While the Centers for Medicare and Medicaid Services (CMS), which administers HealthCare.gov, collects the information submitted online, it's not clear what they are doing to protect against hacking. They state that they are complying with all federal privacy laws, but I suspect those statues are not up to date.
Keep in mind that much, if not all of the information submitted, is going to be shared with third parties such as insurers and the credit-reporting firm Experian (for identity verification), in addition to the other federal agencies mentioned above.
Those are a lot of eyeballs on your personal data. What is the government doing to ensure that these third parties are secure with the information they receive? Again, it's not clear, although here's their individual privacy statement:
Identity Verification involves Experian using information from your consumer report profile to help confirm your identity. As a result, you may see an entry called a “soft inquiry” on your Experian consumer report. Soft inquiries are visible only to you, will never be presented to third parties, and do not affect your credit score. The soft inquiry will be titled “CMS Proofing Services” and will be removed from your Experian consumer report after 25 months.

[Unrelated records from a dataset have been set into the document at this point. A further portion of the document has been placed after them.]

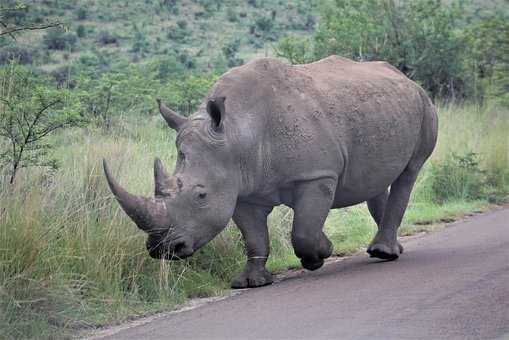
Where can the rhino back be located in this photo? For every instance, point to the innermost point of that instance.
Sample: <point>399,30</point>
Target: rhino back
<point>358,122</point>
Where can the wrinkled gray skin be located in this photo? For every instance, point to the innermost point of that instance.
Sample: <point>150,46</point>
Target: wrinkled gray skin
<point>314,137</point>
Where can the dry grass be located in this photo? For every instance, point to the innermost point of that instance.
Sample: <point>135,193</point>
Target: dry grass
<point>70,259</point>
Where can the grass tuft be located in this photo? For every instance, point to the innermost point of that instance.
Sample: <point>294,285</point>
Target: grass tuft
<point>70,259</point>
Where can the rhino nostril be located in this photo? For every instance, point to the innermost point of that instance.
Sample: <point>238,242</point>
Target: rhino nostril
<point>179,246</point>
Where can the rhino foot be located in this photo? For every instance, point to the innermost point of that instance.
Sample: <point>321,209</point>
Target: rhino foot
<point>384,251</point>
<point>311,265</point>
<point>252,278</point>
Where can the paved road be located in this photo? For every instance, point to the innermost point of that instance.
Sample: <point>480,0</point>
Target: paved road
<point>452,284</point>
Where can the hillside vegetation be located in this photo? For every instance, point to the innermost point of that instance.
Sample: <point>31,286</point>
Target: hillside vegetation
<point>72,261</point>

As we've seen, there have been multiple hacks of personal information from Target, Neiman-Marcus and dozens of medical services companies. Hacking is a decentralized, 24/7 global operation that strives to steal personal information — and resell it — on an ongoing basis.
As the rate of uninsured Americans drops — a positive development — there are nagging details that need to be addressed with the March 31 deadline for coverage looming. The government's operation of HealthCare.gov has done little to inspire confidence on the technical or security side.
Although there's little I or the millions who have applied for insurance can do to directly protect our personal information, it would be wise to check your credit records on a regular basis. It's not much of a safeguard, although it seems like a cheap alarm system for identity theft in lieu of meaningful system security.